By seeking out relationships with companies that go the extra mile to hire top industrial designers and technical engineers, a dealer demonstrates to a potential client that he or she possesses strong attention to detail. This client will, in turn, naturally assume that her dealer’s system designs will be just as tasteful and sophisticated as the products that he sells. I imagine that most clients would be willing to spend a couple of extra bucks for this sort of reassurance.

It seems that more and more dealers are catching on, just as manufacturers themselves are beginning to take more care in the designs that they bring to market. For example, I recently traveled to Italy where video products manufacturer SIM2 hosted a handful of journalists and a key U.S. dealer at its corporate headquarters near Venice. We were treated to an in-depth explanation of the company’s intense engineering focus and told about the emphasis it places on innovative industrial design. Maurizio Cini, CEO of SIM2 parent company Sleco, explained that as a small company, engineering and design excellence is essential to SIM2’s ability to compete with larger consumer electronics companies. Design, Cini explained, is much more than a marketing gimmick in Italy; it’s a way of life.

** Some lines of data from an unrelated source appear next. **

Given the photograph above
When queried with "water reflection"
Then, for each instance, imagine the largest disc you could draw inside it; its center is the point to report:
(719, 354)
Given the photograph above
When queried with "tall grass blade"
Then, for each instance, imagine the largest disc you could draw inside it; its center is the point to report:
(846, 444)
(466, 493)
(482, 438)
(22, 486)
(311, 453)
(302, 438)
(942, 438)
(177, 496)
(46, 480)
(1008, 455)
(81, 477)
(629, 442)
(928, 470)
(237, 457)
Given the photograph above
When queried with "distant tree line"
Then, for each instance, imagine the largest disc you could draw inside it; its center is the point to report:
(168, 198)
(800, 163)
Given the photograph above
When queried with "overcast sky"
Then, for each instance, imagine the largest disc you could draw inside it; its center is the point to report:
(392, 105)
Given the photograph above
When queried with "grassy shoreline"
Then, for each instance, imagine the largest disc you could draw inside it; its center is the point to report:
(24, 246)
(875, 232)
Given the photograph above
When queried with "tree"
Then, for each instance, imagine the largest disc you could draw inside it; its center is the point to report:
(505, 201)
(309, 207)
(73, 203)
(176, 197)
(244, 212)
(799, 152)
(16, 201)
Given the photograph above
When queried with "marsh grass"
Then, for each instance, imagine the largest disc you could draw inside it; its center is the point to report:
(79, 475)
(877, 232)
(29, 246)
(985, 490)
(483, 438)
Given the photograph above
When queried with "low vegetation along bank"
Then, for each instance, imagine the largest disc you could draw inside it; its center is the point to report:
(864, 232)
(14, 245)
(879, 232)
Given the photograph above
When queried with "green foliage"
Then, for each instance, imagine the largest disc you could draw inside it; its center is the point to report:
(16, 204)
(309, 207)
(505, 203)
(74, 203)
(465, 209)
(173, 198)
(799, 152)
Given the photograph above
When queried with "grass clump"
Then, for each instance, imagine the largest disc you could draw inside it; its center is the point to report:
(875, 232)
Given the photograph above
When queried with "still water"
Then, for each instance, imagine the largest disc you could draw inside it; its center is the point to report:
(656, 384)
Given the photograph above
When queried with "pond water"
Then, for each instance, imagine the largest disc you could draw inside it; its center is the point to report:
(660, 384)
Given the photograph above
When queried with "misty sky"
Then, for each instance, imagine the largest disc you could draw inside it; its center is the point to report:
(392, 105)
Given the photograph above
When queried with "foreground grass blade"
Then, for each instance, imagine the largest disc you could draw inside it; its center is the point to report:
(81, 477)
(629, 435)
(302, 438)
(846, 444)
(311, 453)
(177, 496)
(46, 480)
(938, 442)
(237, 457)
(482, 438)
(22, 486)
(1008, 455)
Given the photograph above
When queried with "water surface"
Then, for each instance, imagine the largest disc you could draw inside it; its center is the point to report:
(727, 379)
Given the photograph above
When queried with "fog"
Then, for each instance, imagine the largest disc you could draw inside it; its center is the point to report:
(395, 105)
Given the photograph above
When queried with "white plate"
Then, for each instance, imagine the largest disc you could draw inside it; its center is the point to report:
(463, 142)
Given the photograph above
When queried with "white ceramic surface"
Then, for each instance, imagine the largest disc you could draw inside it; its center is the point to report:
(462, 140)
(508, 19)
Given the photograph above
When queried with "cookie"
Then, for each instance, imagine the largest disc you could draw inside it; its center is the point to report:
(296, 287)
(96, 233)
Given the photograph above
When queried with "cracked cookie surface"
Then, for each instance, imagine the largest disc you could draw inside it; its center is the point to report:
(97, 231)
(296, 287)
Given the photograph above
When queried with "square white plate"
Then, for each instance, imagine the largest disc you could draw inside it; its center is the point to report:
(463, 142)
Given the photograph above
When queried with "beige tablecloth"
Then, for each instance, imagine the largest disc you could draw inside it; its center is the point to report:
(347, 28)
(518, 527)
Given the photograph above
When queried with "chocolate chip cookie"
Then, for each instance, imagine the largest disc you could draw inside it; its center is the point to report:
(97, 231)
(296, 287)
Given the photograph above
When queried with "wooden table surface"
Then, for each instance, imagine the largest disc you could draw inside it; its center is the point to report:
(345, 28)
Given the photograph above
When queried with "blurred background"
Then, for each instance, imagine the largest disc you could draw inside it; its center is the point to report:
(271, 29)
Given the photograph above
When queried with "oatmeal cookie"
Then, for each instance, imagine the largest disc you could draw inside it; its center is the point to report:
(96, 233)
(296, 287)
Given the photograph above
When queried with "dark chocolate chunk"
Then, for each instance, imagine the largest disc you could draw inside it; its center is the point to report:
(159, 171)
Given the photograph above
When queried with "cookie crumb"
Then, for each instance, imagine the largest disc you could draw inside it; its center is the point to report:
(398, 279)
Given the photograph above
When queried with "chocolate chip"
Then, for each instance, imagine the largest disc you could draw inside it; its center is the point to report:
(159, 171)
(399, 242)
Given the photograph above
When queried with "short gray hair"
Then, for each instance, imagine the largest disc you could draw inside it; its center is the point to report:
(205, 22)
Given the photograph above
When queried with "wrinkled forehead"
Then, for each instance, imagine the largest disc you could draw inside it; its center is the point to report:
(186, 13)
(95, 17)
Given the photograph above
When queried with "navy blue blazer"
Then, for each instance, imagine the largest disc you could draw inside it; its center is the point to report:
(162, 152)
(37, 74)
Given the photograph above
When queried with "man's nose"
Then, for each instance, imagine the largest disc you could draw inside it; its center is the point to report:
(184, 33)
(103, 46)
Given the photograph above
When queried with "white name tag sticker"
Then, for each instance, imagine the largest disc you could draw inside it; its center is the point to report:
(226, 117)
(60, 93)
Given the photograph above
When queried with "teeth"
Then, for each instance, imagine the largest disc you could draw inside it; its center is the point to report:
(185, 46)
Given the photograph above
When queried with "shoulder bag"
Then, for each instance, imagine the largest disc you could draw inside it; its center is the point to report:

SIM2, with its uniquely shaped rear-projection DLP monitors and sporty Grand Cinema and Domino projectors, isn’t the only company catching on to the importance of engineering and aesthetics. Residential Systems managing editor Margot Douaihy also received an inside look at a European manufacturer’s passionate attention to design. This past spring, Douaihy traveled to Copenhagen, Denmark, for a preview of Jamo’s new fully integrated home theater solution. As she explains in her article on p. 24, the company’s 2F Concept was named for its intersection of form and function. It encompasses an HD- and ethernet-ready plasma, DVD/DVR, source amplification and surround sound in a system that embodies Scandinavian industrial design and technological acumen.

Douaihy noted that the Danish design firm of Birgitte Smedegaard and Sine Weiss, who won accolades for previous Jamo equipment designs, “established a cohesive visual language that breaks conventional paradigms.” Douaihy suggested that each device fuses traditional Scandinavian design code with new interpretations, including restricted use of color and unembellished contour. The design team and Jamo engineers collaborated to create a finished system that reflected simplicity and supreme ease of use, from the streamlined remote, to on-screen menus to speaker grilles.

The great support shown for this Residential Systems’ first industrial design awards contest this past month further indicates that manufacturers are recognizing the role of design in their product development processes. This year’s RESI Awards will be announced September 9 at CEDIA EXPO, but in next month’s RS you will get a chance to read about all of the finalists and see what our esteemed panel of dealers and industrial designer judges has deemed worthy of special praise.

As Peter Hoagland explains it in this month’s cover story on p. 32, “More and more consumer electronics brands are turning to industrial designers for a variety of reasons: to improve their brand image, enhance perceived value, increase sales and market share or make their products more ‘global’.”

Industrial design, Hoagland asserts, has become more than just styling and fashion, “it is good business and often critical for the bottom line and some time’s their customer’s bottom line, too,” he said.

Industrial designs are crucial to our business for other reasons, as well. As Hoagland noted, “Virtually all of the products that this industry markets, sells and installs demand simplicity and ease of use by the end user. It can be the difference between making a sale or not. Whether the customer is happy with their products also could mean the difference between repeat business and referrals or not.”